Rhodri Marsden 

How to make Rebecca Black sound halfway listenable

Rhodri Marsden: Software program PaulStretch lets you slow down songs, transforming a hideously banal tune into something that sounds like a collaboration between Kate Bush and Mogwai
  
  

Rebecca Black
At a stretch ... Rebecca Black gets a slowcore makeover. Photograph: Ark Music Factory Photograph: Ark Music Factory/PR

These days, two things seem to happen when rotten pieces of music achieve a certain level of notoriety. (Yes, I am about to mention Rebecca Black again, but bear with me.) First there's the outpouring of untrammelled fury over the fact that someone has dared to create something that seems to be culturally worthless. Then someone takes the track and timestretches it.

The notion of sitting at home making Rebecca Black's Friday last five times longer would seem, on the face of it, to be an act of self-flagellation. Uploading it for others to listen, surely an act of barbarism. But, as you'll hear, it's a beautiful thing. A shimmering, slow-shifting soundscape that transforms the hideously banal lyrics into a series of elongated vowels and hissing consonants. The music itself – which is, at normal speed, a GSCE-type exercise in how two notes in a scale can fit reasonably well with a repeated sequence of four chords – becomes complex, even fascinating. Passing a magnifying glass over something stultifyingly predictable can reveal minuscule, beautiful shifts in harmony and timbre that its creators would, it's safe to say, never have come up with in a month of Fridays.

This isn't new, of course. Back in August someone realised that Justin Bieber's U Smile actually contained some hidden beauty – you just had to play it 800% slower. The software that's used to produce all these pieces is called PaulStretch, created by programmer Paul Nasca. In fact, it's not a strict timestretch; it's enhanced by a clever process of randomisation, where each tiny chunk of the music – a hundred milliseconds or so – is "smeared", digitally rebuilt and then placed back in sequence. While tens of thousands of people have sat back and enjoyed these ambient symphonies, from the well-known (Jurassic Park) to the more recently uploaded (Emmerdale) the credit really has to go to Nasca for producing a piece of software that effortlessly emulates ambient work that artists on the 4AD label 25 years ago would have spent weeks crafting. All we have to do now is, literally, click a button.

That took me two minutes; a Mike Sammes paint commercial transformed into something akin to Le Mystère Des Voix Bulgares. It sounds lovely, but ... I don't feel as if I've created something. Because it required no effort.
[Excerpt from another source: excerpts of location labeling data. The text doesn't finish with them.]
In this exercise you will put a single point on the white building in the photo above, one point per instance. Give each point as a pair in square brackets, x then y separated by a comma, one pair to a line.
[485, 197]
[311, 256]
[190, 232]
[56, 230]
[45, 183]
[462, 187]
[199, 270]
There'll always be debate surrounding whether merely digitally processing other people's work is artistically sound. A lot of attention was given in the autumn to Daniel Lopatin, aka Oneohtrix Point Never, when he produced a loop of two bars of Chris de Burgh's Lady in Red – probably the two least offensive bars of the whole song – and was hailed as something approaching a genius. Surely that's easy, right? Well, I've just spent five minutes sticking a drum loop behind a section of Starship's We Built This City to show just how simple the process can be.

Unfortunately it's a bit rubbish. There's clearly a skill in making bad music sound good – but at the moment I'd say Paul Nasca deserves the most praise. And I've not even heard any music he's made. Bizarre.